Web surfers flocked to his Mindpixel Digital Mind
Modeling Project website, and McKinstry's database of mindpixels --
"one-bit" pieces of knowledge -- swelled so quickly that his system
became temporarily overloaded.
It's still crazy, to the extent that they think that collecting
declarative factoids is the route to artificial intelligence.
('Gac' is the noise I make when I'm asked to believe this sort of
thing is the way to produce thinking machinery).
That said, this kind of effort could turn into a pretty neat dataset, if
only it had a little more structure. A bit like the little factoid
databases you get with IRC bots.
"All great truths are composed of a multitude
of minor truths, and the minor truths are composed of massive
numbers of atomic truths," says Chris. The
basic facts he hopes to elicit from you and me are the atomic
truths, items of binary consensus fact or mindpixels.
That's the interesting (and IMHO bogus) claim; it's like trying to infer
the meaning of 'adult education' versus 'adult entertainment' from
knowing what 'adult','education' and 'entertainment' mean...
Whatever, both databases are pretty much free text right now, which
seems something of a self imposed hurdle.
As a longstanding RDF zealot, and in the spirit of 'RDF - dry humping
the corpse of Knowledge Representation' (@@url?, Rohit/Adam, can you fix
the FoRK search engine so I can check my scholarly references?; Egroups
is down for 'routine' plumbing so can't check there), here's how I'm
doing this sort of thing in RDF.
1. this isn't KR/AI, it's a big freeform database full of lies and errors
2. big freeform databases are crap unless people use the same identifiers for
3. On the Web, it's polite to use URIs for unique identifiers
4. Although it'd be nice if people/places/objects all had URIs (URLs, URNs...)
in practice that isn't likely in our lifetimes
5. But that's OK, because most things we want to talk about can be
identified indirectly through URIs, using a property/relation/attribute
with a cardinality of 'at most one', eg. there is atMostOne person
whose personal mailbox is mailto:email@example.com.
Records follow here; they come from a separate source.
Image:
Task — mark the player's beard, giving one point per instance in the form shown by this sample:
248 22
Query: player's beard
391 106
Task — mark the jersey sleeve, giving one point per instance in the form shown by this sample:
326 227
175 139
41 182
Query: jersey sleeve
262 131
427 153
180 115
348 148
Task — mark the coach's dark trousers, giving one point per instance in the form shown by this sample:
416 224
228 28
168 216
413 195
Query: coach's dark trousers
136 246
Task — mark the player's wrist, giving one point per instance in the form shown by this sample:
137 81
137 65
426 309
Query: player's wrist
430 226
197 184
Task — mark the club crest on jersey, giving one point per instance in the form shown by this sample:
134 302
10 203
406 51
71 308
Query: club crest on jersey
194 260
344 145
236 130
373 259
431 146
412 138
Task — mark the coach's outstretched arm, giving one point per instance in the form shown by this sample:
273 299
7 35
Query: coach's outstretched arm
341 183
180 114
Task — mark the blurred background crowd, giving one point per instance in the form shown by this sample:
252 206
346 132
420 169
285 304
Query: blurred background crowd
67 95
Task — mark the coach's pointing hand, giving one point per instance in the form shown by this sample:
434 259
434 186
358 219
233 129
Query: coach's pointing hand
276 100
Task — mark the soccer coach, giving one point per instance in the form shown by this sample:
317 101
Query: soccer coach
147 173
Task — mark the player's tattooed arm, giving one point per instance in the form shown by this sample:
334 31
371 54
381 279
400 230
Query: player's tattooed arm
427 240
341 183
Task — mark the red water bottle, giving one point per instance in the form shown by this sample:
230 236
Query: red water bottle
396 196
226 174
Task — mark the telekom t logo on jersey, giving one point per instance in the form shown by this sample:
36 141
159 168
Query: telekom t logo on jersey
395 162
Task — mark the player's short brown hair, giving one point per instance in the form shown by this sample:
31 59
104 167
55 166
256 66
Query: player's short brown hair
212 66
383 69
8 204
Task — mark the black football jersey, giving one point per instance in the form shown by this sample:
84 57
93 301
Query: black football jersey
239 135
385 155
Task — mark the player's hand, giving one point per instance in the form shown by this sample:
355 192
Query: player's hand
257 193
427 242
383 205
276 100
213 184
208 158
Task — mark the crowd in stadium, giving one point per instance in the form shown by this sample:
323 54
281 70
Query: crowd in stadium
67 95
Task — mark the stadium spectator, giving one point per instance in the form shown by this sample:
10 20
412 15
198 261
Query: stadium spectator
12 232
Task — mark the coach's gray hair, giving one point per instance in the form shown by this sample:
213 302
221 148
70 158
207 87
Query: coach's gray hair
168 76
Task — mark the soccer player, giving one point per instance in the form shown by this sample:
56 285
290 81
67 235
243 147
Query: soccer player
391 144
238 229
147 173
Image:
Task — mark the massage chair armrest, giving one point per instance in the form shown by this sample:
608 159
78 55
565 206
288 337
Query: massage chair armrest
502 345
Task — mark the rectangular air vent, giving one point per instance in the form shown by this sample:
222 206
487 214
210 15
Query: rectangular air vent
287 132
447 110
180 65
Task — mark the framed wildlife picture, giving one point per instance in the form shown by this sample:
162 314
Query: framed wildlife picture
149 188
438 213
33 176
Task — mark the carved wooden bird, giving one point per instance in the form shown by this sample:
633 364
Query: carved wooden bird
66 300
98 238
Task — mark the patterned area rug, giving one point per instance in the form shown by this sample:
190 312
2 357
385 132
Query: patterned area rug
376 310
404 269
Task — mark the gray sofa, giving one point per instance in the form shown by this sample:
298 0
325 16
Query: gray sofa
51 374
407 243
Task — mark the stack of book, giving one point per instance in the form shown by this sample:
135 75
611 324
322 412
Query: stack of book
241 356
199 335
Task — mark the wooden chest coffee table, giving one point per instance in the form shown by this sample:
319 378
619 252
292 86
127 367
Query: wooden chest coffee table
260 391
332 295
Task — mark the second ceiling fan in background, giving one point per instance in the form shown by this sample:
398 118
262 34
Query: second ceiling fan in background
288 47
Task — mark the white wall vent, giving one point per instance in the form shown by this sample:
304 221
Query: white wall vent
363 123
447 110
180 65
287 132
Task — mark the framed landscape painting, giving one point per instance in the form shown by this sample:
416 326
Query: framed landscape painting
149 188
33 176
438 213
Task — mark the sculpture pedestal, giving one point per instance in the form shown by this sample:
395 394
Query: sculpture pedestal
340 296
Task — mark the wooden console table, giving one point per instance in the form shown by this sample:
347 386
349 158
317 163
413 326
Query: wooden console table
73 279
6. A good pattern for simple factoid exchange is 'object -
relationshiptype - object'.
So here's the RDF/Webby version of the distributed factoid model: we
harvest simple claims of the form 'object1 - relationshiptype ->
object2'. Relationshiptype has to be a URI,
eg. http://xmlns.example.com/hasHomePage'. Object1 would ideally be a
URI (but see below); object2 would either be a URI or an atomic
What do we do when we don't know URIs for these objects? The bit that's
needed to join all this stuff up is to be able to make structured
claims about objects who don't typically have URIs. If we get this
right, we can attempt (there are some big subtleties I'm pretending
don't exist for purposes of zealotry ;-) the mother of all data-joins
across diverse collections of factoids. I think we can do much of this
fairly easily. Not worth going into detail but basically, instead of picking
out a restaurant (say) by trying to invent a URI for it, or by
conflating it with its homepage, you say "the restaurant whose home
page is http://..../" or "the restaurant whose phoneNumber is
tel://43523423424" or "the restaurant startedBy the person whose
mailbox is mailto:etcetc". Same goes for people, places etc.
I'm not claiming this will make everything easy, magically unify all
data etc etc, just that starting off a project for heterogenous factoid
aggregation without an approach to uniquely identifying stuff seems
like a recipie for hard work and little gain...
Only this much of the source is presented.